Why Matchy Exists
The Problem
Many applications need to match IP addresses and strings against large datasets. Common use cases include:
- Threat intelligence: checking IPs and domains against blocklists
- GeoIP lookups: finding location data for IP addresses
- Domain categorization: classifying websites by patterns
- Network security: matching against indicators of compromise
Traditional approaches have significant limitations:
Hash tables provide fast exact lookups, but can't match patterns. You can't use a hash
table to match phishing.evil.com
against a pattern like *.evil.com
.
Sequential scanning works for patterns but doesn't scale. With 10,000 patterns, you perform 10,000 comparisons per lookup. This approach quickly becomes a bottleneck.
Multiple data structures add complexity. Using a hash table for exact matches, a tree for IP ranges, and pattern matching for domains means maintaining three separate systems.
Serialization overhead slows down loading. Traditional databases need to parse and deserialize data on startup, which can take hundreds of milliseconds or more.
Memory duplication wastes resources. In multi-process applications, each process loads its own copy of the database, multiplying memory usage.
The Solution
Matchy addresses these problems with a unified approach:
Automatic type detection means one database holds IPs, CIDR ranges, exact strings, and patterns. You don't need to know which type you're querying - Matchy figures it out.

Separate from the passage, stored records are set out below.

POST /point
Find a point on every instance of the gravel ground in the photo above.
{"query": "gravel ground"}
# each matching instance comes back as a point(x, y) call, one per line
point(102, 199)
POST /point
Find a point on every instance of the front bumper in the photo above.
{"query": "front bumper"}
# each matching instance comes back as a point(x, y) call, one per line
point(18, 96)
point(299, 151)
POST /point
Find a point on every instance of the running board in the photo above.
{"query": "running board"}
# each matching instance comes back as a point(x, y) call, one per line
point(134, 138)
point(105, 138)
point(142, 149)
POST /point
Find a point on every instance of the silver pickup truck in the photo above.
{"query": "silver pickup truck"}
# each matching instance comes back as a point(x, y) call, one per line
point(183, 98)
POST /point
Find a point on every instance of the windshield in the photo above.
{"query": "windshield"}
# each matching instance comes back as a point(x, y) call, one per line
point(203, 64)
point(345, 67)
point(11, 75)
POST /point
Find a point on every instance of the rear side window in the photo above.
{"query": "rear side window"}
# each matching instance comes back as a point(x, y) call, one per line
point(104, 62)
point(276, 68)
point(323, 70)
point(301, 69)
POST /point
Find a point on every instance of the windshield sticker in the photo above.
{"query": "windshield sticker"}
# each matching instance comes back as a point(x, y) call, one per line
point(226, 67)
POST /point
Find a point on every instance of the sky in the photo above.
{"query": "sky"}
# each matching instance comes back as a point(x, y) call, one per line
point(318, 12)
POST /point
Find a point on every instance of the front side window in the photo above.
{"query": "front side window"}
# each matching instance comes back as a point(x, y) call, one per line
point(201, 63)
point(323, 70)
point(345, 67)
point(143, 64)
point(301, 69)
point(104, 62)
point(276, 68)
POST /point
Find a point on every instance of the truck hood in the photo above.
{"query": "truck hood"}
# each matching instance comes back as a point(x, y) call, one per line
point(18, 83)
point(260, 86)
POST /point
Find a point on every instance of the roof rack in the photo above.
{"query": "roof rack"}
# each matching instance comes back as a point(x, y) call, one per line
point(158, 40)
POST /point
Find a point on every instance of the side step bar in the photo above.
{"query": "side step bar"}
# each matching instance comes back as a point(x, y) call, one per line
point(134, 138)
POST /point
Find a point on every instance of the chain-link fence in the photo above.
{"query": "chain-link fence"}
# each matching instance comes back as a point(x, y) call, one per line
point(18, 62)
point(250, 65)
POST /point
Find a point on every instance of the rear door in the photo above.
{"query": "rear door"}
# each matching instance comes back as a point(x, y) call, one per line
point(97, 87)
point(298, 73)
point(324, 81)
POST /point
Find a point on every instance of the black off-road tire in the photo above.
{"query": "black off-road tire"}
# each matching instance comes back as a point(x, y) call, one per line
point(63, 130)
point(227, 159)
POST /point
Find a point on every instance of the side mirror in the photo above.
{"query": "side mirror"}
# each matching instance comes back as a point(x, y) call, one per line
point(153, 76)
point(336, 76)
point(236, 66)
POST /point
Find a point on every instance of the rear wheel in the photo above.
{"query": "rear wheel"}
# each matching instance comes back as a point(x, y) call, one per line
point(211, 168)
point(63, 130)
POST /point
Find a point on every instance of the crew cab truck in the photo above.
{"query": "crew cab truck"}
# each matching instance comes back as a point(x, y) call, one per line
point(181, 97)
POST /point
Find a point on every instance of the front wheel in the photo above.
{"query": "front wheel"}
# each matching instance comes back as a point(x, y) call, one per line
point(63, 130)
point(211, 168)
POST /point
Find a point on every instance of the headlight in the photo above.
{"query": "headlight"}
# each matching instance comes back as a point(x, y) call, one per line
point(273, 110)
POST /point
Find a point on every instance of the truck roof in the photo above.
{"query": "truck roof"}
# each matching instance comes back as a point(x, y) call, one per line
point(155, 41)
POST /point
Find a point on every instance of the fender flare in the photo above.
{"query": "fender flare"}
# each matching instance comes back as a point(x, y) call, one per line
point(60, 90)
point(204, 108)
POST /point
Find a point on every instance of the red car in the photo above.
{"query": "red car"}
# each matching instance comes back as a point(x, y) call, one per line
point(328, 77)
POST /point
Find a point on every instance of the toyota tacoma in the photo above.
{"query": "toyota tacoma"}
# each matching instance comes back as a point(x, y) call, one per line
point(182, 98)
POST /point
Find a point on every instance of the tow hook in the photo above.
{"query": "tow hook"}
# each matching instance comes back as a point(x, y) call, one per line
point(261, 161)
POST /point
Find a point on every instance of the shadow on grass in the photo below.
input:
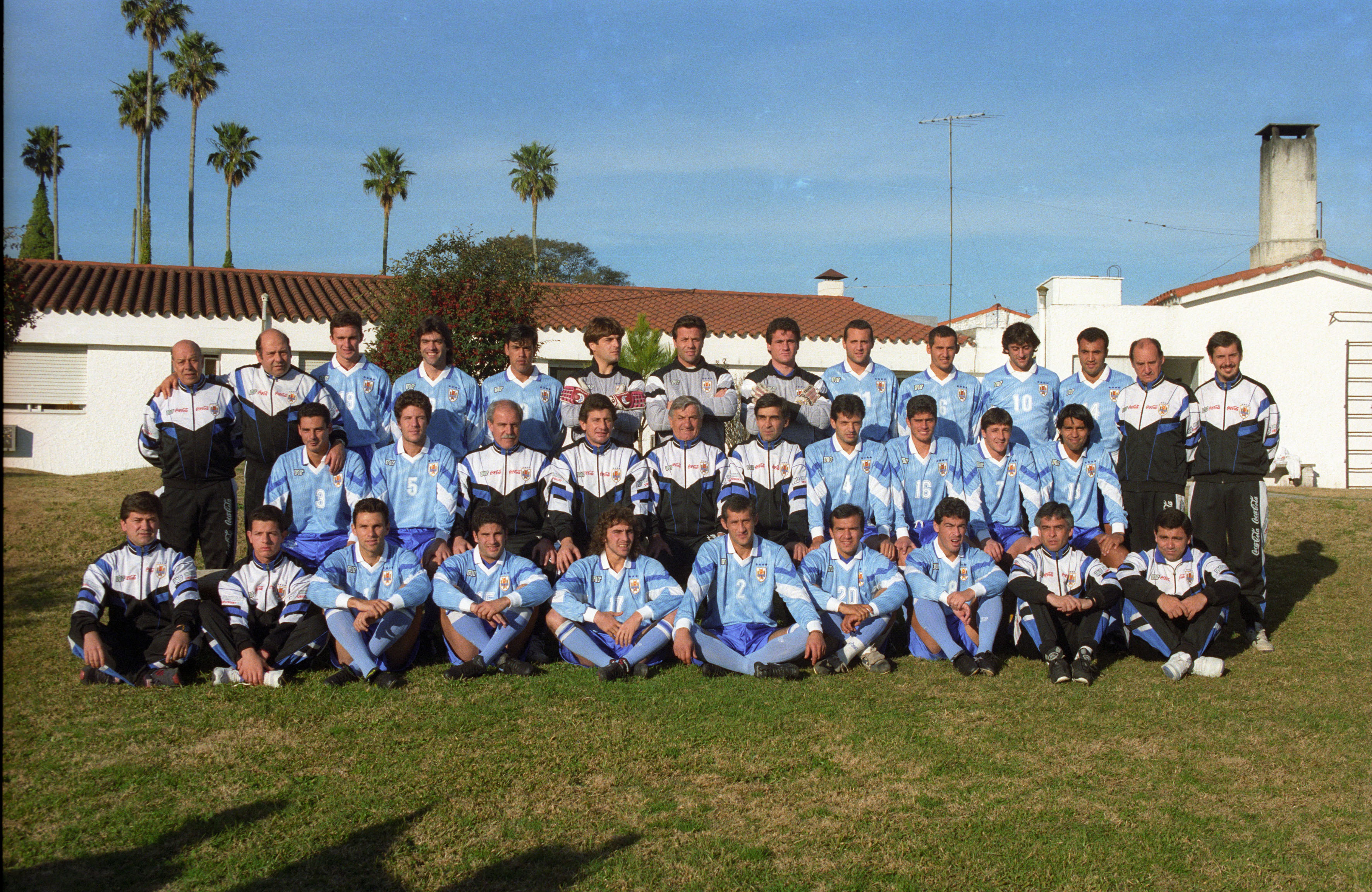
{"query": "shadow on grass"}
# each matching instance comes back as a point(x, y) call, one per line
point(544, 869)
point(146, 868)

Optimized data structures provide efficient lookups for each type. IPs use a binary search tree. Exact strings use hash tables. Patterns use the Aho-Corasick algorithm.

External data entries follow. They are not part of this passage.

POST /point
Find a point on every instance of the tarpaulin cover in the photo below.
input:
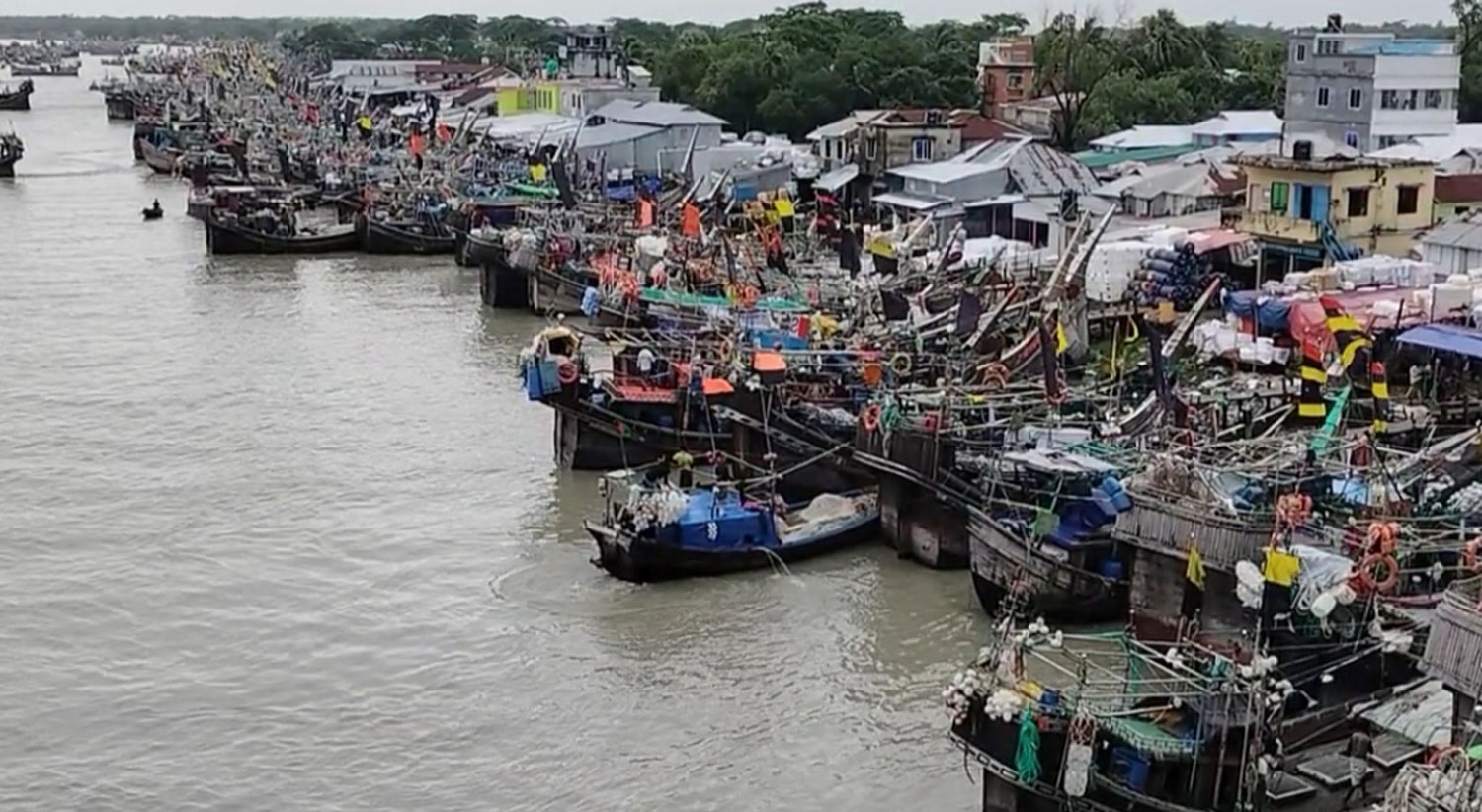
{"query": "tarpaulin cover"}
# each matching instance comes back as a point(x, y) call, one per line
point(1271, 314)
point(1448, 338)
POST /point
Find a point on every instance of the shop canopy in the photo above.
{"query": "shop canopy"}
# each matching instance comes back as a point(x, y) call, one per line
point(1448, 338)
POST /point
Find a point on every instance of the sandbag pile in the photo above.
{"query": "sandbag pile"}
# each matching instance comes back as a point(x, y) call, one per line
point(1176, 275)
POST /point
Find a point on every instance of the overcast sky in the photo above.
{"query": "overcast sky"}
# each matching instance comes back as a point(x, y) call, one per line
point(1280, 12)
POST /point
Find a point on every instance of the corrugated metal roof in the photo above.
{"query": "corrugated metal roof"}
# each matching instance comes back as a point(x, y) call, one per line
point(658, 115)
point(1144, 136)
point(1042, 169)
point(909, 202)
point(847, 124)
point(1112, 157)
point(1241, 122)
point(1464, 233)
point(613, 132)
point(940, 172)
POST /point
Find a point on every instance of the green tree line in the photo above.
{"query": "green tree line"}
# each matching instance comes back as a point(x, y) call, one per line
point(803, 65)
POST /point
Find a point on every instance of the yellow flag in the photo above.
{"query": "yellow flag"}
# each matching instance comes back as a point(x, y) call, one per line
point(1194, 571)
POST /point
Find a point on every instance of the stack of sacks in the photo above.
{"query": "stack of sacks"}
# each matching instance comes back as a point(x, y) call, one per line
point(1171, 275)
point(1112, 269)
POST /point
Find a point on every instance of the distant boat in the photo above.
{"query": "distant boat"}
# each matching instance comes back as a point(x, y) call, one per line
point(228, 237)
point(660, 532)
point(405, 237)
point(11, 151)
point(20, 98)
point(163, 160)
point(53, 68)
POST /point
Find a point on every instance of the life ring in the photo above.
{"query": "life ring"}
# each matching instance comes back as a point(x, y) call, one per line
point(1371, 563)
point(1381, 536)
point(1469, 554)
point(1060, 393)
point(996, 375)
point(1292, 509)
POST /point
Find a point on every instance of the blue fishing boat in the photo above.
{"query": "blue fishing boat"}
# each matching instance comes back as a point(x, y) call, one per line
point(655, 530)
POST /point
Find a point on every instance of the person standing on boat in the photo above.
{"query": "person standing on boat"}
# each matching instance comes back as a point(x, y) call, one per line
point(1359, 749)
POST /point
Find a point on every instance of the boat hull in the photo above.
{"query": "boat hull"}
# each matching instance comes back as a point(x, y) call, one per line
point(642, 560)
point(1048, 587)
point(227, 239)
point(20, 100)
point(376, 237)
point(501, 284)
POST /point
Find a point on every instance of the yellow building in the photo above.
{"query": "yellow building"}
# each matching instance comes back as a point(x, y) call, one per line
point(1307, 210)
point(535, 97)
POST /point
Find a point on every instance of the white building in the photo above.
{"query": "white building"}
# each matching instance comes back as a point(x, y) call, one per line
point(1371, 91)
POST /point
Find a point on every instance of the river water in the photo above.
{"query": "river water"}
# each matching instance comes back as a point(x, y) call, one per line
point(284, 533)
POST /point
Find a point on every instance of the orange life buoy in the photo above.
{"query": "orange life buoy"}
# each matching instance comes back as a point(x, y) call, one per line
point(1469, 554)
point(1369, 580)
point(1381, 536)
point(996, 375)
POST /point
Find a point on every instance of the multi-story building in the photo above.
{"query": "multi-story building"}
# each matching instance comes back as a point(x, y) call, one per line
point(1369, 91)
point(1005, 73)
point(1307, 207)
point(587, 52)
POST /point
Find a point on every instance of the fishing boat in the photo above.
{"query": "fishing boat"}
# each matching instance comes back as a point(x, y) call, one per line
point(657, 530)
point(11, 153)
point(403, 237)
point(50, 68)
point(227, 236)
point(20, 98)
point(121, 104)
point(163, 160)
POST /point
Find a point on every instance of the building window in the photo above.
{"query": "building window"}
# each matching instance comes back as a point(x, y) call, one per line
point(1279, 196)
point(1408, 202)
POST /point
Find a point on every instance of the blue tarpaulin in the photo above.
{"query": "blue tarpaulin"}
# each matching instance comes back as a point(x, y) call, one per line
point(1448, 338)
point(1271, 314)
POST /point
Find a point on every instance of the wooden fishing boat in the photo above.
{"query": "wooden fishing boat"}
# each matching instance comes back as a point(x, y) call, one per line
point(11, 151)
point(403, 237)
point(228, 237)
point(163, 160)
point(20, 98)
point(55, 68)
point(663, 532)
point(121, 106)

Memory mapping eliminates deserialization. Databases are memory-mapped files that load in under a millisecond. The operating system shares pages across processes automatically.
Compact binary format reduces size. Matchy uses a space-efficient binary representation similar to MaxMind's MMDB format.
Performance
A typical Matchy database can perform:
- 7M+ IP address lookups per second
- 1M+ pattern matches per second (with 50,000 patterns)

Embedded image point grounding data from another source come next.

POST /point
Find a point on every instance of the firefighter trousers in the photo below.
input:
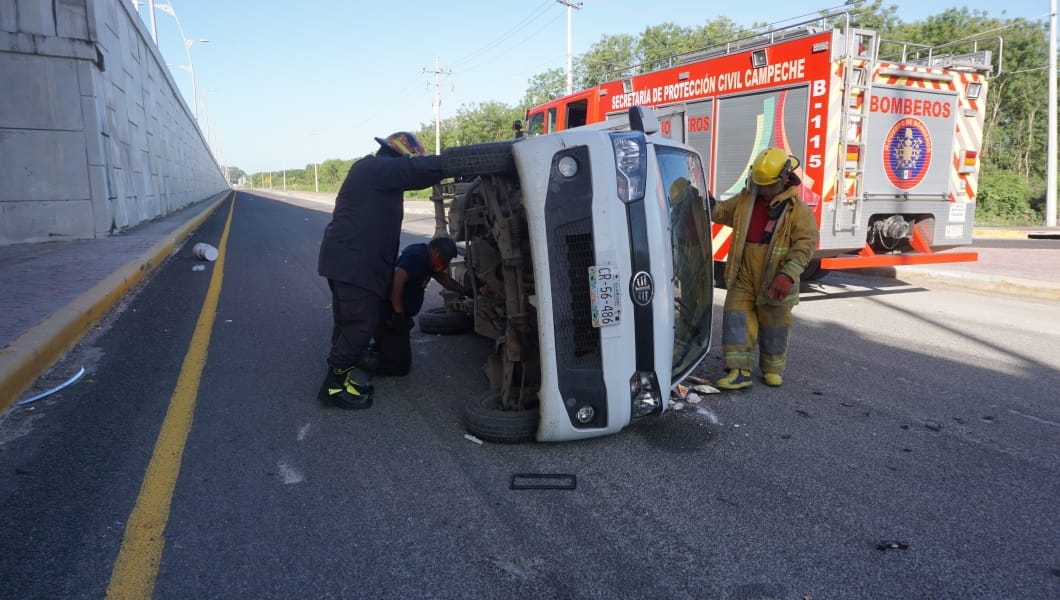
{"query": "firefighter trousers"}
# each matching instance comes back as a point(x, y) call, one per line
point(747, 325)
point(355, 314)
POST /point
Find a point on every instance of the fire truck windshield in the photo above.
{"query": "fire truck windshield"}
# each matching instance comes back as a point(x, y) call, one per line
point(682, 174)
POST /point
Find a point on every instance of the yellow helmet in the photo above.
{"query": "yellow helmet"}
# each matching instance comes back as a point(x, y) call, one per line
point(772, 165)
point(403, 143)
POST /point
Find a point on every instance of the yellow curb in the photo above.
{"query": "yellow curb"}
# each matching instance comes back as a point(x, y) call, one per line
point(1023, 288)
point(999, 234)
point(23, 360)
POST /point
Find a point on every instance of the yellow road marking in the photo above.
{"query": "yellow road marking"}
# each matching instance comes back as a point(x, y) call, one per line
point(140, 554)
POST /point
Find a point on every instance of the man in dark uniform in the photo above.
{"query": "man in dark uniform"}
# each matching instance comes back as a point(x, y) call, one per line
point(357, 256)
point(418, 264)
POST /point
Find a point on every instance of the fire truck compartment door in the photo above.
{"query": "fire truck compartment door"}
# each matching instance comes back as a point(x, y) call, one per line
point(910, 142)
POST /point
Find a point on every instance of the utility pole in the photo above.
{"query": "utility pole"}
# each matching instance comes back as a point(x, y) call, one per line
point(570, 58)
point(438, 103)
point(1050, 190)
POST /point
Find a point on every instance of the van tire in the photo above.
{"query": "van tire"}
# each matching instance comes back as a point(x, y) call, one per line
point(445, 321)
point(473, 160)
point(486, 421)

- Sub-microsecond latency for individual queries
- Sub-millisecond loading time
Compatibility
Matchy can read standard MaxMind MMDB files, making it a drop-in replacement for GeoIP databases. It extends the MMDB format to support string matching and patterns while maintaining compatibility with existing files.
When to Use Matchy
Matchy is designed for applications that need:
- Fast lookups against large datasets
- Pattern matching in addition to exact matches
- IP address and string matching in the same database
- Minimal memory overhead in multi-process architectures
- Quick database loading without deserialization
If you only need exact string matching and already have a solution that works, Matchy might be overkill. But if you need patterns, IPs, and efficiency at scale, Matchy was built for you.